Normally the jungle throbbed with the whoops and calls of birds and the buzz of insects. That night, when I realised it was totally silent, was the moment I knew we’d been kidding ourselves.

Jan and Rod left their home by the beach in the evening to come and sleep with my brother Tom and I in a derelict old Queenslander that was our quarters. It had microbats roosting in the roof, bandicoots below the floor boards and was occasionally visited by pythons in the night – and, once, a deadly taipan – but they were all the least of our worries.

We didn’t sleep much that night. Not for worry of the snakes, but for the howl of ever building winds. In the predawn gloom we made a mad dash to the main farmhouse to join Bec and Ian and the boys in their modern kit home, built for cyclonic conditions. I remember laying down on a mattress in the most sheltered room, watching the slash pines planted as a windbreak bend towards 90 degrees and listening to the thud of coconuts smashing the steel frame fibre board walls. Jan remembers the sound of the wind like a freight train running at us for what felt like hours. Ian, the wave of air pressure. I’m sure Tom can’t forget him and I going out into Larry’s eye and sprinting back to shelter. Don’t do that.

‘I remember laying down on a mattress in the most sheltered room, watching the slash pines planted as a windbreak bend towards 90 degrees.’

The little boys thought it was all great fun, us mucking in together on mattresses with a wooden train set. It was, I have to admit, exciting. But it was also, no doubt, traumatic, Jan says.

There might have been times when she wasn’t sure the house would stand up, she says. But that wasn’t it. It was the fact she knew, we all knew: the farm, this beautiful project that had brought together three generations and multiple strands of the family clan, was curtains.

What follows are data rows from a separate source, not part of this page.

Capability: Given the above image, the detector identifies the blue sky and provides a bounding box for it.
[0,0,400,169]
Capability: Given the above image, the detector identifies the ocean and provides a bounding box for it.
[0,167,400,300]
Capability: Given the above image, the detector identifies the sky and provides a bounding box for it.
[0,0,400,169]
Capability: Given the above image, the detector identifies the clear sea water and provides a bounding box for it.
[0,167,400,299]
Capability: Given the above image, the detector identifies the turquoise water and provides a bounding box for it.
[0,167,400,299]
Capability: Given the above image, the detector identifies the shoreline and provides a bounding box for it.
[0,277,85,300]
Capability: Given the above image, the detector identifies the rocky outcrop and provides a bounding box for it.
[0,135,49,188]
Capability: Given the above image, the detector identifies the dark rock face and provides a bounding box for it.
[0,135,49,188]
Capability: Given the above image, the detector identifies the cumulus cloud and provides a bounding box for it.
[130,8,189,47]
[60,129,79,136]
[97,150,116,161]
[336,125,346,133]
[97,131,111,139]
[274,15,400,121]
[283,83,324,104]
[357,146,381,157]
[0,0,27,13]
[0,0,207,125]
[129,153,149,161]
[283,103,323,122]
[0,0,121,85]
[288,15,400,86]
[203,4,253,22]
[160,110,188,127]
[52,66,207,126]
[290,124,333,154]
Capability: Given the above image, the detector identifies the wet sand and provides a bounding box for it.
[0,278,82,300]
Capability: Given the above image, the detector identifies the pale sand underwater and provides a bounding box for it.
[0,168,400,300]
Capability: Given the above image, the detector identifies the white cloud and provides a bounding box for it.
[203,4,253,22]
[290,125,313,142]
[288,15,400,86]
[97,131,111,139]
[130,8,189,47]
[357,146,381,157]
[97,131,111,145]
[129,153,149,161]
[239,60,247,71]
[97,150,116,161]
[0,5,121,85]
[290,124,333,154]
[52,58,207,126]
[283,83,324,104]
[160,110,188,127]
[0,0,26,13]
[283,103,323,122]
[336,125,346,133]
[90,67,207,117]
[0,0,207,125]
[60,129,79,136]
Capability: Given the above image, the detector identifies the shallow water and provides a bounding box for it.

But that is not what Jan reflects on when she reflects on Larry.

Jan is a deeply spiritual person and often contemplates things like the nature of love in Christian study groups. Larry left us a mountain of work and the weeks that followed were filled with chainsaws and tractors and busted irrigation pipes. It might have been all too much, had it not been for the help. Jan says all the government support we received makes her so grateful to live in Australia. Church groups and a small army of friends, and their friends, came to spend days cleaning up the farm. Now that they have retired to Townsville, Jan says she bumps into people to this day who say, “Oh I was on your farm after Larry”, and she can’t remember them because of the sheer number who volunteered to help.

One man she can’t forget is Richard. Richard was a bushie who came up from New South Wales in his motor home with his new dog. The skinned tail of his old dog was wrapped around his akubra as a hatband. But Jan remembers him because he was a total stranger who came unannounced and worked beside us tirelessly for months without ever asking for payment in return.

All cyclones are different and Alfred, if it hits us in Brisbane and Redcliffe, will not be nearly as intense a storm as Larry. But where the latter struck small towns and farms in a place where people are so used to cyclones they still hold their festivals the day before a category 5 is forecast to hit, the winds, waves and floods Alfred could bring might affect millions of people in a part of the state where cyclones are such rarities evacuation centres aren’t even cyclone-rated.

If and when Alfred hits, hopefully people are cared for like we were after Larry and, despite it all, left with a memory to laugh at years later like mine of Rodney and the drunken parrot.

“We often talk about: when did you feel the most love? Or most cared for?,” Jan says.

“And it’s always Cyclone Larry. Always, for me.”